Deleterious effect of pMK18cat. (A) Cell cultures of T. thermophilus HB8 or HB27::nar were transformed with identical amounts of pMK18r and pMK18cat, and the selection plates were grown aerobically (white bars) or anaerobically (stripped bars). The percentages of transformants with pMK18cat with respect to those obtained with pMK18r are represented for each condition and strain. (B) Oligonucleotides ONdecat and kat2 were used for RT-PCR on purified RNA isolated from anaerobically grown cells of T. thermophilus HB8 transformed with plasmid pMK18cat (Lane 2) or pMK18r (Lane 3).
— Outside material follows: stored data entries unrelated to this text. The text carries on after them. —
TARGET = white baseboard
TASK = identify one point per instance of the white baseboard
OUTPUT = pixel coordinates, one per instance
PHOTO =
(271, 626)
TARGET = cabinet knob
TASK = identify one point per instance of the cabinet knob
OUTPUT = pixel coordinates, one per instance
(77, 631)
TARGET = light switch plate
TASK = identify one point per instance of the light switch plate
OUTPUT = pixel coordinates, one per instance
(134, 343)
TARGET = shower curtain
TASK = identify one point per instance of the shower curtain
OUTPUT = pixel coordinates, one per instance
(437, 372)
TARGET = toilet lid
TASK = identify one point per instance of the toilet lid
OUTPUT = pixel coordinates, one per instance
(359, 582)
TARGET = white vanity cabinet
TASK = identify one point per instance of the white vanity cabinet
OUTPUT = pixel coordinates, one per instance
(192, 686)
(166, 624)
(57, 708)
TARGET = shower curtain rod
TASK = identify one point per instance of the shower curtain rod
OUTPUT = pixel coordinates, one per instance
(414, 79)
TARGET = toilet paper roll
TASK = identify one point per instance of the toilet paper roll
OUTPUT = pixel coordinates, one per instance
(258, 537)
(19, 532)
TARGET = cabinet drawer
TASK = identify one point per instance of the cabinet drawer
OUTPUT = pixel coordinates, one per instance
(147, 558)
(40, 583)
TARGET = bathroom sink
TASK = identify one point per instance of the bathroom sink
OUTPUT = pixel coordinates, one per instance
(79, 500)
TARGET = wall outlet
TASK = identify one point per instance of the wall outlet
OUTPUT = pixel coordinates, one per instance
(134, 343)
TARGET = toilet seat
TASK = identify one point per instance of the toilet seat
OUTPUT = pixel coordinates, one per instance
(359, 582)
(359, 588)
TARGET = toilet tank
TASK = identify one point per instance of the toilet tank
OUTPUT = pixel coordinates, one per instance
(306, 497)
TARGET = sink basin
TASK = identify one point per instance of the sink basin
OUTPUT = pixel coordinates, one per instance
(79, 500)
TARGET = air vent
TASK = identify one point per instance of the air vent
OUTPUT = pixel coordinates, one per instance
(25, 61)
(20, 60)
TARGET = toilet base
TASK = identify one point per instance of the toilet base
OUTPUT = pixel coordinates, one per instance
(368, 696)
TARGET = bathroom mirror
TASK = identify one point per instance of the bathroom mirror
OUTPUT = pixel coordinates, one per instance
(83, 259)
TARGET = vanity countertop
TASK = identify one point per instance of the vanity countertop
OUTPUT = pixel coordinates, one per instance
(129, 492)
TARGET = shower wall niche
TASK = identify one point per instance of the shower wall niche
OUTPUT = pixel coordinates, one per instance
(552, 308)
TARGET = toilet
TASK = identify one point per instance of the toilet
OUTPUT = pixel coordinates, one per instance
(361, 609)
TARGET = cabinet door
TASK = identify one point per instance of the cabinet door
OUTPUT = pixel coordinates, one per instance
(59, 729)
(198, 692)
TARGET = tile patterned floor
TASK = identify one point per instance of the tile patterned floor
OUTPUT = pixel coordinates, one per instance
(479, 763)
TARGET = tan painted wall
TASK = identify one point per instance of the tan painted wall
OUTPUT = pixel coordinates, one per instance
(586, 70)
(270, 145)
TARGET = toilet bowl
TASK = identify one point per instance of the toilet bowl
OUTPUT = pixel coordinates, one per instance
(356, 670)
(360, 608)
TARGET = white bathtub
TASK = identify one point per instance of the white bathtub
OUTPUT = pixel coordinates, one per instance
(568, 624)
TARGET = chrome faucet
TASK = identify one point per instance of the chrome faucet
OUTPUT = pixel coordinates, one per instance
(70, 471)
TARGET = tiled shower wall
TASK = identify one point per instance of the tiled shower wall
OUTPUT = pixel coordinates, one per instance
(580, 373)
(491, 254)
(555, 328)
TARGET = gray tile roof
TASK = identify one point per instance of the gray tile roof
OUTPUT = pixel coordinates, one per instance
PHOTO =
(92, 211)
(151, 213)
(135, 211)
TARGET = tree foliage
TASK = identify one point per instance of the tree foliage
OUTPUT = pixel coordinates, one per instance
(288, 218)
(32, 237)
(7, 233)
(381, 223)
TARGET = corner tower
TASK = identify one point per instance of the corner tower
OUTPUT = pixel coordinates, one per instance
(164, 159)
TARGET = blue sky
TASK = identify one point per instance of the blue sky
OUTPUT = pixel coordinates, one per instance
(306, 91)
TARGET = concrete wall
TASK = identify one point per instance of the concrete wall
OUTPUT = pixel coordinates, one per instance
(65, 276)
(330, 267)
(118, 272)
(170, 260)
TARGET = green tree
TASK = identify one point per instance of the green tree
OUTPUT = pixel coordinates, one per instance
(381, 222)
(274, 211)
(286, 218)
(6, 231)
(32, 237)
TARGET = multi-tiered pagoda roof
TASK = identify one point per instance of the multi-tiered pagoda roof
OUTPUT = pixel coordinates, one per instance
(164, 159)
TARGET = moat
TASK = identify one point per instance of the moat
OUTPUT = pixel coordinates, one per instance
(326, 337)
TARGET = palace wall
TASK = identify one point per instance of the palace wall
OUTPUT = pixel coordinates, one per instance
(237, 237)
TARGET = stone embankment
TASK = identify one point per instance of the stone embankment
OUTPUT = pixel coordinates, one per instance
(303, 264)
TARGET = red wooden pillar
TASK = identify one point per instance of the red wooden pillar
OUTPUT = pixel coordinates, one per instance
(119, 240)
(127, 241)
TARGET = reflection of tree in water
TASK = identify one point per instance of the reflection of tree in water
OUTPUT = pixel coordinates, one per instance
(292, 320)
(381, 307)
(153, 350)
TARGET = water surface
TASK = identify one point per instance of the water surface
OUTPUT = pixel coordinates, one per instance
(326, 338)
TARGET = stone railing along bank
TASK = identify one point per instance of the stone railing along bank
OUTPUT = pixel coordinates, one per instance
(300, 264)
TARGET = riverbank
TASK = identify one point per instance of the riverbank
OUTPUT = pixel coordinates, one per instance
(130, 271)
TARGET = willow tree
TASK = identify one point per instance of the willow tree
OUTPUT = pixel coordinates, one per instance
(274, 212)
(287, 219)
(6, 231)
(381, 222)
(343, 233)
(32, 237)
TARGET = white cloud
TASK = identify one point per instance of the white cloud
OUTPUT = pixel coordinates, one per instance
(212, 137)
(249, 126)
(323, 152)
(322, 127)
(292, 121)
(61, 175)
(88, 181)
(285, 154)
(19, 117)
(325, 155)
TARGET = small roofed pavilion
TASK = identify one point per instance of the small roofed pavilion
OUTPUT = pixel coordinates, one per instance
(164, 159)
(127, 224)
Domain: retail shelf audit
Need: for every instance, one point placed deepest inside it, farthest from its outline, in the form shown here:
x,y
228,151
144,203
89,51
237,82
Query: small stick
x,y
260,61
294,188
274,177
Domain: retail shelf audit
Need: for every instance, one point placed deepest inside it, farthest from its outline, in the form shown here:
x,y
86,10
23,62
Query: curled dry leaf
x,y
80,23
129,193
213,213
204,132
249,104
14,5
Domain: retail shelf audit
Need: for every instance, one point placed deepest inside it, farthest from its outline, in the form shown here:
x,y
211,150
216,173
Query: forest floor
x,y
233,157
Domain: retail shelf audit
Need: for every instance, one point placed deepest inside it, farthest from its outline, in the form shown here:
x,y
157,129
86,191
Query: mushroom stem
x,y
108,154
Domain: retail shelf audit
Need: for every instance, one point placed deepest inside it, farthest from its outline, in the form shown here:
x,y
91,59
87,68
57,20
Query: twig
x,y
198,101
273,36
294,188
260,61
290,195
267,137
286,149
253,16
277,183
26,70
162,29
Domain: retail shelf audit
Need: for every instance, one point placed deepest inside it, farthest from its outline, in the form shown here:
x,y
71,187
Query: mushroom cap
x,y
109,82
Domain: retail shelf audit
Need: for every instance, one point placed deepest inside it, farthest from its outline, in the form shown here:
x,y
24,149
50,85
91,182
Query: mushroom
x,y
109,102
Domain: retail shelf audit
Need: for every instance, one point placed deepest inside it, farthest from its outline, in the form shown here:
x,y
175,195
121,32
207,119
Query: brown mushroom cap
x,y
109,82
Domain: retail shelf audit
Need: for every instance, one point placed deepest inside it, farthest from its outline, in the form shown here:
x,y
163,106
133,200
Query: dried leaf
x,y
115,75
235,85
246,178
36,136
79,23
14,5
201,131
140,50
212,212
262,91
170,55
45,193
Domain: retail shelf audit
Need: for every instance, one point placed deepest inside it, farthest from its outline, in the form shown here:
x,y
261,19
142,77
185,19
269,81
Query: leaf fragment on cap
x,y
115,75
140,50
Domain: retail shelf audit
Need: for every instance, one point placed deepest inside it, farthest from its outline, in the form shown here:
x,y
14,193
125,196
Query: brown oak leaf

Negative controls were carried out with the sample of lane 2 in the absence of the RT step (Lane 1). The sizes (in kilobase pairs) of HindIII-digested lambda phage DNA fragments (M) and of the RT-PCR-amplified fragment are indicated.

FIG. 3.

Role of Mn-catalase during aerobic growth. (A) Identical amounts of anaerobically grown cells of T. thermophilus HB27::nar transformed with plasmid pMK18r (black circles) or pMK18cat (white circles) were inoculated in 12-ml tubes containing 3 ml of TB medium in the presence of the indicated concentrations of H₂O₂. The percentage of the OD₅₅₀ reached after 10 h of incubation at 70°C (microaerobic growth) with respect to untreated cultures compared to the H₂O₂ concentration is shown. (B) RT-PCR to detect the cat gene on total RNA from exponential cultures of T. thermophilus HB8 grown aerobically or after 7 h of anaerobic growth by nitrate respiration (anaerobic). The amounts of total RNA used were 4 μg (lane 1), 2 μg (lane 2), and 1 μg (lane 3). Lane M, size markers in kilobase pairs.